Vietnam’s retail market: global giants unexpectedly fall short
Vietnamese have turned the tables to become dominant in the retail market, while many foreign giants have had to leave.
Lotte decided to shut down Lotte Mart Dong Da on July 1 in a move which is part of an adjusted development strategy on expanding its network nationwide.
Inaugurated in March 2014, Lotte Mart Dong Da was the largest center with more than 20,000 square meters of retail premises floor, which was seven times larher than the other two centers in Cau Giay and Ba Dinh districts.
The center in late 2018 upgraded the cashier area interior, and the electricity, water supply and lighting systems.
Lotte Mart belongs to South Korean Lotte Group. In 2008, Lotte Mart opened its first supermarket in in Vietnam. In 2015, Lotte Mart announced a plan to open 60 shopping malls nationwide by 2020. However, the figure had reached 14 only as of July 2021, after Lotte Mart Dong Da shut down.
Meanwhile, E-Mart, another South Korean retailer, has left Vietnam. According to Korea Time, E-Mart’s board of directors decided to sell 100 percent of E-Mart Vietnam’s shares to Thaco, a 100 percent Vietnamese owned automobile manufacturer after many years of facing obstacles in expanding its operation in Vietnam.
With the deal, E-Mart Vietnam will be run under the mode of franchising, i.e. it will be managed by Thaco which pays franchising fee to E-Mart.
Prior to that, Auchan officially announced the shutdown of its 15 supermarkets in Vietnam. The French retailer opened first Auchan supermarket in 2015 and once planned to invest $500 million in Vietnam to develop its chain of 300 supermarkets and stores in the country. However, only 18 supermarkets opened in Hanoi, HCMC and Tay Ninh.
Auchan’s business performance in Vietnam was unsatisfactory despite big investments. It had revenue of 45 million euros in 2018 and incurred losses.
The biggest affair was the sale of Metro Cash & Carry chain with 19 Metro supermarkets to TCC Group from Thailand after many consecutive years of losses.
In 2016, Casino also transferred Big C chain to Central Group from Thailand.
Parkson, the Malaysian retail group, which came to Vietnam in 2005 and developed a large shopping chain in HCM City, Hanoi and Hai Phong, has closed many stores since 2015.
In the online retail market segment, the year 2019 witnessed the departure of Robins.vn (Central Group) and Lotte.vn (Lotte).
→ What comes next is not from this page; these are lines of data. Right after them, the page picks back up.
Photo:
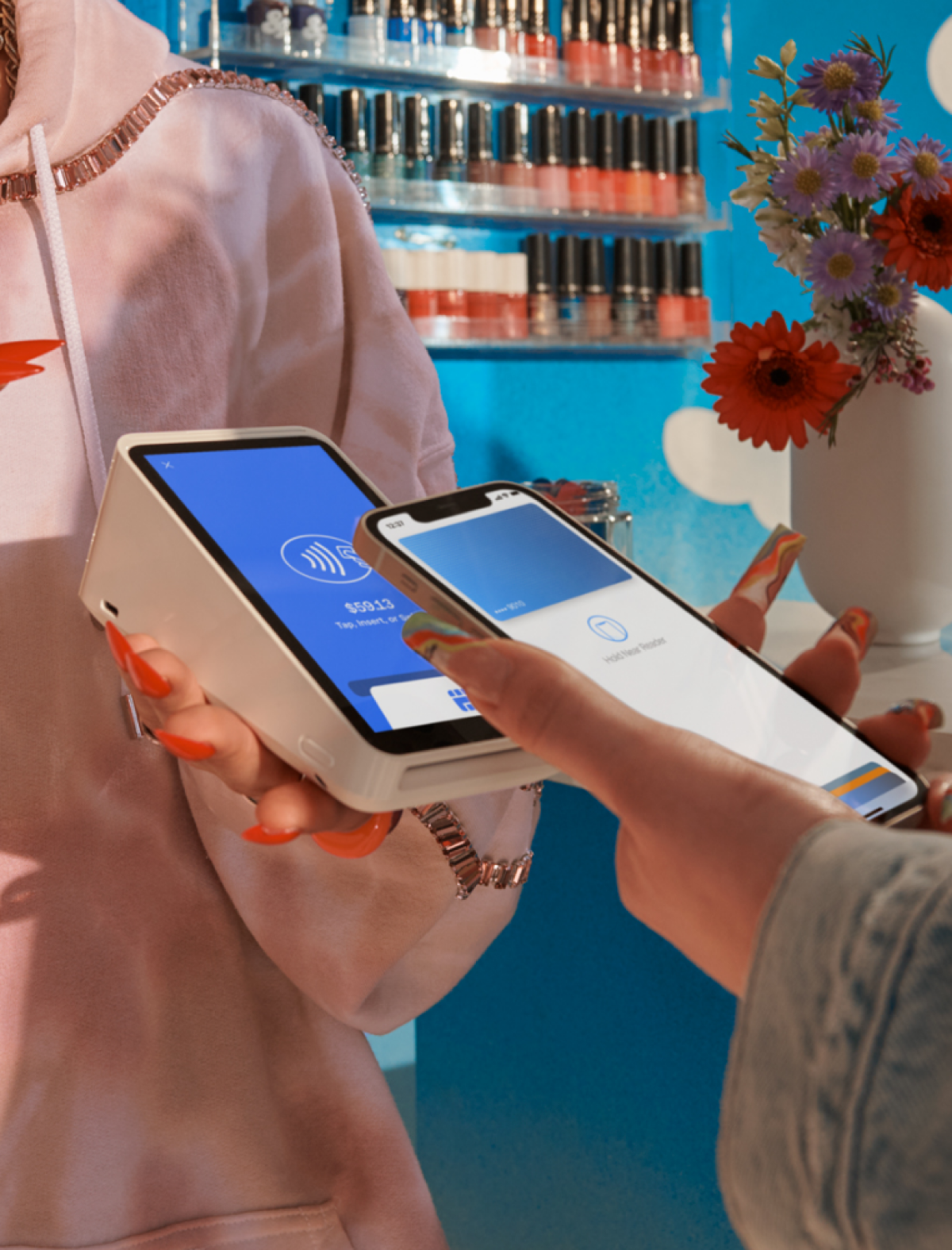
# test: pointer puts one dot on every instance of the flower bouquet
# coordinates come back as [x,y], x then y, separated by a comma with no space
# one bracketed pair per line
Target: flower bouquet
[860,221]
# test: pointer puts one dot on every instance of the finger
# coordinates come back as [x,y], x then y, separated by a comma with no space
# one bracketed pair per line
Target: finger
[939,806]
[743,614]
[902,733]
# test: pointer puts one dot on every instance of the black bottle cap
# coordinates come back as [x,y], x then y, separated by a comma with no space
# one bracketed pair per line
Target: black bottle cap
[634,141]
[632,24]
[489,14]
[606,140]
[686,145]
[313,95]
[658,26]
[582,23]
[480,130]
[416,128]
[352,120]
[386,124]
[569,249]
[535,19]
[593,265]
[582,138]
[549,135]
[634,267]
[685,26]
[539,250]
[611,23]
[691,276]
[667,267]
[514,135]
[452,132]
[658,145]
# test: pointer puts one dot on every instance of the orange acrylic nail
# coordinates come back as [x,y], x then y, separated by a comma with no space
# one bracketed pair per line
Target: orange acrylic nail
[185,748]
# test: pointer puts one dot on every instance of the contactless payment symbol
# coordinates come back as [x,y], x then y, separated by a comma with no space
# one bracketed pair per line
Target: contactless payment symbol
[608,629]
[323,558]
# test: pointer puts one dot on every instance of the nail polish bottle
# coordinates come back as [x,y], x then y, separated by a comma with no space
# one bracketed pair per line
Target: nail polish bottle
[514,302]
[451,298]
[367,26]
[597,302]
[352,129]
[635,43]
[664,182]
[691,197]
[482,165]
[482,294]
[423,302]
[402,23]
[697,306]
[451,161]
[386,137]
[661,63]
[611,179]
[395,261]
[537,39]
[551,174]
[582,54]
[489,28]
[671,302]
[516,165]
[584,174]
[637,180]
[571,298]
[691,83]
[313,95]
[543,302]
[615,67]
[459,26]
[634,302]
[417,145]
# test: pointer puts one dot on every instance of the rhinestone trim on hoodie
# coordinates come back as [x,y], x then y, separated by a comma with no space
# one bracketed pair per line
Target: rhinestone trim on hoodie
[83,169]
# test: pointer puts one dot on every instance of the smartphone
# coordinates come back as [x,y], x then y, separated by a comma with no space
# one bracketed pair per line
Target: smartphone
[232,549]
[501,560]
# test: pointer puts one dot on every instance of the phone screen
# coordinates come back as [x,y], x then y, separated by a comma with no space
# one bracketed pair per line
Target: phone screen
[543,582]
[278,515]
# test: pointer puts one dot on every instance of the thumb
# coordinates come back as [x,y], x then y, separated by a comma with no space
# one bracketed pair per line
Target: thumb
[535,699]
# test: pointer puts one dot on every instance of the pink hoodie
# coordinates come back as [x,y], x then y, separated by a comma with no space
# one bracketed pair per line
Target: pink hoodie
[182,1058]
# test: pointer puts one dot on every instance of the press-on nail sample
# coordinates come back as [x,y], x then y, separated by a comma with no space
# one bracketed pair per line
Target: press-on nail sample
[860,625]
[928,713]
[770,567]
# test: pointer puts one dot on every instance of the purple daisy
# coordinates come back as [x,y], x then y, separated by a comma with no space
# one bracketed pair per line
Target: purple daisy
[863,167]
[875,115]
[841,264]
[846,78]
[890,297]
[926,165]
[804,182]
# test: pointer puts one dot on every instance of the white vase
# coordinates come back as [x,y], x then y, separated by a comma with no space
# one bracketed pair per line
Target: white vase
[877,508]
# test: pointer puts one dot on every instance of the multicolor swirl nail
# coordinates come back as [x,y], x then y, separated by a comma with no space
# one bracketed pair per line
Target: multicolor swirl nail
[426,634]
[770,567]
[860,625]
[928,713]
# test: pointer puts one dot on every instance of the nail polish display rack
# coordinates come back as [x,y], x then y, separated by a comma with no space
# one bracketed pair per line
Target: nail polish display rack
[469,71]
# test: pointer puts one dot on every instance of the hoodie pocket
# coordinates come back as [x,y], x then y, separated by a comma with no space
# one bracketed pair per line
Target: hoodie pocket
[293,1228]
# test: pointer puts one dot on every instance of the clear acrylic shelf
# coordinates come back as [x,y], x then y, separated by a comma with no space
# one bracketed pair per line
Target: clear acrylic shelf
[495,75]
[475,204]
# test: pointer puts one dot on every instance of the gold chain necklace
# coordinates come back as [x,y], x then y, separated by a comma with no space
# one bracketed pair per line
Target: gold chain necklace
[8,45]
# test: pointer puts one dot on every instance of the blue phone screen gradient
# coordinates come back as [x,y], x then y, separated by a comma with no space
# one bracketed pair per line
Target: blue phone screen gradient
[515,561]
[285,517]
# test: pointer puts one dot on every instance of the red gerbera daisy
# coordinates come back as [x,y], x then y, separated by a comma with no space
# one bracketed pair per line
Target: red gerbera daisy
[771,385]
[919,238]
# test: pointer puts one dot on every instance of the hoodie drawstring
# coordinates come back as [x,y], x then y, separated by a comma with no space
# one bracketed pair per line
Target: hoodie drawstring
[76,352]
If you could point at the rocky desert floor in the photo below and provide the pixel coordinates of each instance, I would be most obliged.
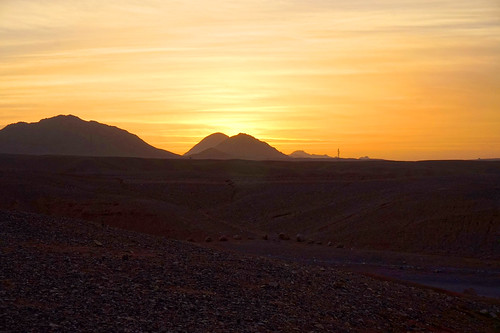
(66, 275)
(119, 244)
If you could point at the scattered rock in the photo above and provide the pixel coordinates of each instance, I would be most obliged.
(470, 291)
(283, 236)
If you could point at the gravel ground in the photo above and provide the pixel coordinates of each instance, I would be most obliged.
(64, 275)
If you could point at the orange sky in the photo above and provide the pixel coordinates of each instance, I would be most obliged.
(394, 79)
In April 2016, Central Group took over Zalora Vietnam through Nguyen Kim home appliance distribution chain, and Zalora Thailand as well. The stiff competition among online sale websites in Vietnam forced Robins to give up the game within one year.
Vietnam’s retail market has been compared to a multi-billion dollar cake that attracted foreign retailers. The reports of market analysis firms all listed Vietnam among the most potential markets in Asia with an estimated growth rate of 37 percent per annum and the value of $180 billion by 2020.
Vietnam’s retail market has been compared to a multi-billion dollar cake that attracted foreign retailers. The reports of market analysis firms all listed Vietnam among the most potential markets in Asia with an estimated growth rate of 37 percent per annum and the value of $180 billion by 2020. |
However, not all giants have succeeded in Vietnam. Walmart had to leave South Korea, while Family Mart, the Japanese style convenience store chain, had to leave Thailand.
Success
Matthew Powell from Savills Hanoi said foreign investors are having certain challenges when investing in Vietnam’s retail market. In Vietnam, traditional retail prevails.
Nielsen reported that traditional retail, including groceries and traditional markets, still hold 74 percent of the market share and have a growth rate of 1 percent per annum, while modern retail has 26 percent of market share and 12 percent per annum.
Though big retail players in the world have been present in Vietnam, the market is still dominated by domestic brands such as Vingroup, Masan and MWG.
Because of weak competitiveness, some foreign retailers have left the market. Meanwhile, some Vietnamese retailers successfully took full advantage of the departure to expand their chains by taking over the foreign retailers.
Bod Hayward from KPMG commented that Vietnam is in the good period of the retail industry and will continue to develop and prosper. However, enterprises need to compete well. New players will appear and Chinese enterprises won’t miss the Vietnamese market. In order to win rivals, enterprises need to master technology and online shopping channels.
Commenting about the solutions for international retailers, Powell said strictly managing resources and maintaining profit margins will help retail businesses achieve more success in the Vietnamese market.
The factors that can help businesses make the most of opportunities in the retail market include relationships and scale, commitments on attractive value, solid business models, branding, understanding of the retail market, unceasing innovation, and development on omni-channel platforms.
Many retailers have left and others will come as Vietnam remains an attractive market. The GDP per capita is at nearly $3,000 and Vietnam’s middle class now accounts for 13 percent of total population, according to the World Bank, (the figure is expected to reach 26 percent by 2026). This will create optimistic changes in total domestic consumer spending.